ところが、70年代以降、地域政策の主軸はもっぱら就職口を地方に持ってくることとなり、地方で働き口がないから公的に広域移動を推進するという政策は消えてしまいました。これは、もちろん子供の数が減少し、なかなか親のいる地方を離れられなくなったといった社会事情も影響していますが、やはり政策思想として「国土の均衡ある発展」が中心となったことが大きいと思われます。大量の予算を、地方の働き口確保に持ってくることができたという政治状況もあったでしょう。こういう状況下では、雇用促進住宅というのは社会的に必要性が乏しいものとなり、そこに上記のような公務員が入居するというような事態も起こってきたのでしょう。
それが90年代に大きく激変し、地方に働き口がないにもかかわらず、公的な広域移動政策は為されないという状況が出現し、いわばその狭間を埋める形で、請負や派遣のビジネスが事実上の広域移動を民間主導でやるという事態が進みました。こういう請負派遣会社は、自分で民間アパートなどを確保し、宿舎としているのですが、その実態は必ずしも労働者住宅として適切とは言い難いものもあるようです。
このあたりについては、私はだいぶ前から政府として正々堂々と(もう地方での働き口はあんまり望みがないので)広域移動推進策にシフトしたらどうなのかと思い、そういうことを云ったりもしているんですが、未だに地域政策は生まれ育った地元で就職するという「地域雇用開発」でなければならないという思想が強くありすぎて、かえって適切なセーフティネットのないまま広域移動を黙認しているような状況になってしまっている気がします。

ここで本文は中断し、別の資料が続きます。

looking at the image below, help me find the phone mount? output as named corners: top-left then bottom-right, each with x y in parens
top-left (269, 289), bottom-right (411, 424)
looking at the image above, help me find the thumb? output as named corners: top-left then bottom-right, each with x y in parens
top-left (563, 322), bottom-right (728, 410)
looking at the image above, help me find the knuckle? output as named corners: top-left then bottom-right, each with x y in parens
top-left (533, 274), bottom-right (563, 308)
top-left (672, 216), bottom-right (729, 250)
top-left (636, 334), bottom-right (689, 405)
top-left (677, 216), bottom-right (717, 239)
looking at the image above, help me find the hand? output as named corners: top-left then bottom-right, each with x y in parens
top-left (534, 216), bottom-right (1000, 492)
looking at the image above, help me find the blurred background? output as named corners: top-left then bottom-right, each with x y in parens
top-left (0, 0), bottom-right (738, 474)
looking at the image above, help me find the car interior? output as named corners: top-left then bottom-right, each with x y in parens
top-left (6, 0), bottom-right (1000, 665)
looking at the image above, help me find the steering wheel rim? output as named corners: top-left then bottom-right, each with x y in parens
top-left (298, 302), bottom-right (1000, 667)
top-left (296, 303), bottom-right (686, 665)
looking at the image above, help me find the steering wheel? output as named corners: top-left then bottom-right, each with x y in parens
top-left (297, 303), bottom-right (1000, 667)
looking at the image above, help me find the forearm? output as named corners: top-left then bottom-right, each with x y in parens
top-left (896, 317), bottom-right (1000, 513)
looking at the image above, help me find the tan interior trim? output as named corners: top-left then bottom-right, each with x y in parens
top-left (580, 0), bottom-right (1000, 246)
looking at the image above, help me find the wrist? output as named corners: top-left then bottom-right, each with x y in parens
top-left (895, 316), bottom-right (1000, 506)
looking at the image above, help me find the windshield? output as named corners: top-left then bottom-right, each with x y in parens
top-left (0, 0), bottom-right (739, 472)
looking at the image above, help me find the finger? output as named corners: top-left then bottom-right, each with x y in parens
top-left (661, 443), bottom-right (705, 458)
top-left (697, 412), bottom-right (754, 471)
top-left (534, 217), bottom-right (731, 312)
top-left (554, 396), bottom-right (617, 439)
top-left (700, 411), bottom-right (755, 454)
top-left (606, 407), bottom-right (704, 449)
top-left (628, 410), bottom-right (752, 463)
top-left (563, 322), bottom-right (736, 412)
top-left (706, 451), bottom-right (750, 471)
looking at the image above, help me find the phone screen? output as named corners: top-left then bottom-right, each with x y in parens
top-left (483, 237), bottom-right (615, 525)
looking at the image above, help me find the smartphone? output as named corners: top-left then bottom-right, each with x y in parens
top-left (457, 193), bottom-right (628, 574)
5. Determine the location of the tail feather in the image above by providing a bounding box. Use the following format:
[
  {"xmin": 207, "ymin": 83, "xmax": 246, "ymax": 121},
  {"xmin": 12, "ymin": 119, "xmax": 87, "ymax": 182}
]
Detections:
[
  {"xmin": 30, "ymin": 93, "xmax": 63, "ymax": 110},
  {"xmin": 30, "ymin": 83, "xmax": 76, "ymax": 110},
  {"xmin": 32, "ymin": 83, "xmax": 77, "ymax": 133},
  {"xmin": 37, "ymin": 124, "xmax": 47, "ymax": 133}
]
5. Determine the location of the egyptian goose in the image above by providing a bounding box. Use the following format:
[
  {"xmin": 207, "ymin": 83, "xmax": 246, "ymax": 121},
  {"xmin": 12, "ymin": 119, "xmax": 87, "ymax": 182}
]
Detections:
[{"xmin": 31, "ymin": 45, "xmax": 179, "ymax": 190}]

一連の特殊法人・独立行政法人叩きの一環として、雇用促進住宅も全部売却するということになり、それはもっとうまく活用できるんじゃないのかというようなことを口走ることすら唇が寒いような状況のようですが、実は経済社会の状況は、雇用促進住宅なんてものが要らなくなった70年代から90年代を経て大きく一回転し、再びこういう広域移動のセーフティネットが必要な時代になって来つつあるようにも思われます。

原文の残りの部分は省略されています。